In DHL Operations B.V. and Deutsche Post AG v. Kathy McCarty, WIPO Case No. D2007-1431 (November 7, 2007), also a case of identity theft, this panelist noted that some panels have foregone the traditional analysis under the Policy and ordered transfer, on the footing that where the Respondent consents to transfer, no dispute exists: Boehringer Ingelheim Int’l GmbH v. Modern Ltd. – Cayman Web Dev., NAF Case No. FA133625: Malev Hungarian Airlines, Ltd. v. Vertical Axis Inc., NAF Case No. FA 212653: Disney Enterprises., Inc. v. Morales, NAF Case No. FA 475191: Williams-Sonoma, Inc. v. EZ-Port, WIPO Case No. D2000-0207; Slumberland France v. Chadia Acohuri, WIPO Case No. D2000-0195.
In other apparent consent cases, panels have examined whether, on the evidence, the three elements of Policy are satisfied, particularly where there may be some reason to doubt the genuineness or effectiveness of the consent: e.g. Société Française du Radiotéléphone-SFR v. Karen, WIPO Case No. D2004-0386; Eurobet UK Limited v. Grand Slam Co, WIPO Case No. D2003-0745.
In the present case a brief analysis will be undertaken.
A. Identical or Confusingly Similar
The domain name is virtually identical to the Complainant’s mark. The Complainant has established this element.
B. Rights or Legitimate Interests
The Respondent has no rights or interest in the disputed domain name, having been unaware of it until receipt of the Complaint.
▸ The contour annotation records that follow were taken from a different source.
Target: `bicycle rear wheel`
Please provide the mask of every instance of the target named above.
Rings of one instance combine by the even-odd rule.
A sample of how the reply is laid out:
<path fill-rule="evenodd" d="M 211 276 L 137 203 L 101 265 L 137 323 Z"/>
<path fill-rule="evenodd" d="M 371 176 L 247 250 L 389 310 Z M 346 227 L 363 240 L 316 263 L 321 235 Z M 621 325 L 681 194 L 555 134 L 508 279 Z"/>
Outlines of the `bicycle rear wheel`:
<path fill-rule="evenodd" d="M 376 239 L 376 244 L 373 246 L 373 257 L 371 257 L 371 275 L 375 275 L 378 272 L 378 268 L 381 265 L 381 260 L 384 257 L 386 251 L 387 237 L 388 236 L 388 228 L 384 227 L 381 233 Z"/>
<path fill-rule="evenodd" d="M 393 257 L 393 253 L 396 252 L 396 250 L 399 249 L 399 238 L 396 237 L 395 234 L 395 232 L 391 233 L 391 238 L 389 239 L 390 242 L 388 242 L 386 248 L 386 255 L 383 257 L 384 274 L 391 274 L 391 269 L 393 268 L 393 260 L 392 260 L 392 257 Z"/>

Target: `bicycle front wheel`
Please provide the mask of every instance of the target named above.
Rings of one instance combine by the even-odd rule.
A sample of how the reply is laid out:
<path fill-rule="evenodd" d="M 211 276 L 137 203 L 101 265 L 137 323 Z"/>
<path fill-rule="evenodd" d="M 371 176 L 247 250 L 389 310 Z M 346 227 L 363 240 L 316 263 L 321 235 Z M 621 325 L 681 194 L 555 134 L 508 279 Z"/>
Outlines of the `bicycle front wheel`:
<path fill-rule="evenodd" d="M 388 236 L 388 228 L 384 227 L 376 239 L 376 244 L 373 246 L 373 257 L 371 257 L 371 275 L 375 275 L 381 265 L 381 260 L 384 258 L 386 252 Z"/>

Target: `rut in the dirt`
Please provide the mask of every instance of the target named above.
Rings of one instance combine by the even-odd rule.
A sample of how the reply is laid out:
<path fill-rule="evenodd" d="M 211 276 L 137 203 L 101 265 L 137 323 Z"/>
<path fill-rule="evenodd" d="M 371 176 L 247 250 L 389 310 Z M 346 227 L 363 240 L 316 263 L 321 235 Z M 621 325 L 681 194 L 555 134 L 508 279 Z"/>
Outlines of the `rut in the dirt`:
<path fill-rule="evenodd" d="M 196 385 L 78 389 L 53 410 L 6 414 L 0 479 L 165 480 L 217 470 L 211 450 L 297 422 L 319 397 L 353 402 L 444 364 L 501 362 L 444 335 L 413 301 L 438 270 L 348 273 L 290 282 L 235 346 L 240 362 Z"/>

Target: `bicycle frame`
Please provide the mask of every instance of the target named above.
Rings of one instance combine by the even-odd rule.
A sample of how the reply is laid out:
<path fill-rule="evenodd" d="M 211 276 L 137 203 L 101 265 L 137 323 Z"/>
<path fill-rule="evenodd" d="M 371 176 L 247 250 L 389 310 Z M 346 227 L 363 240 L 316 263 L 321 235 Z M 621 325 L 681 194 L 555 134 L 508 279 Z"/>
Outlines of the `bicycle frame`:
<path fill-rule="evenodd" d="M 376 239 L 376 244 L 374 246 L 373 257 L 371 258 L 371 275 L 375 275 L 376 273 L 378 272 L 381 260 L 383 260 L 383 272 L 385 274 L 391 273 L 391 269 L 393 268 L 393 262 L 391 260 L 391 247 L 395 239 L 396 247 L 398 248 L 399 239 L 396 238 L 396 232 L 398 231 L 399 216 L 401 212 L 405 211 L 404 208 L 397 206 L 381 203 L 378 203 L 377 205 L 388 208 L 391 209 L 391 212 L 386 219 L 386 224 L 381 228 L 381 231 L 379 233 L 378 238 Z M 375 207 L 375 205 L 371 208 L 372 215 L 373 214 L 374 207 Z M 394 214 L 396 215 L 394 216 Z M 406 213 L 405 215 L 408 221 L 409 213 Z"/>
The Complainant has established this element.
C. Registered and Used in Bad Faith
In the circumstances of this case, there can be no question of impugning the good faith of the Respondent, who appears to have had nothing to do with the registration or use of the domain name and was unaware of it until receipt of the Complaint.
Whoever registered the domain name undoubtedly did so in bad faith and with knowledge of the Complainant’s rights. The content of the website to which the domain name resolves demonstrates that it is being used in bad faith, intentionally to attract, for commercial gain, Internet users to the website by creating the likelihood of confusion with the Complainant’s mark as to the source of the website.
The Complainant has established that the disputed domain name was registered and is being used by someone in bad faith. Since the Respondent has been the victim of identity theft, this finding should in no way be taken as a reflection on the Respondent.
For all the foregoing reasons, in accordance with paragraphs 4(i) of the Policy and 15 of the Rules, the Panel orders that the domain name, <bouchardpereetfils.com>, be transferred to the Complainant.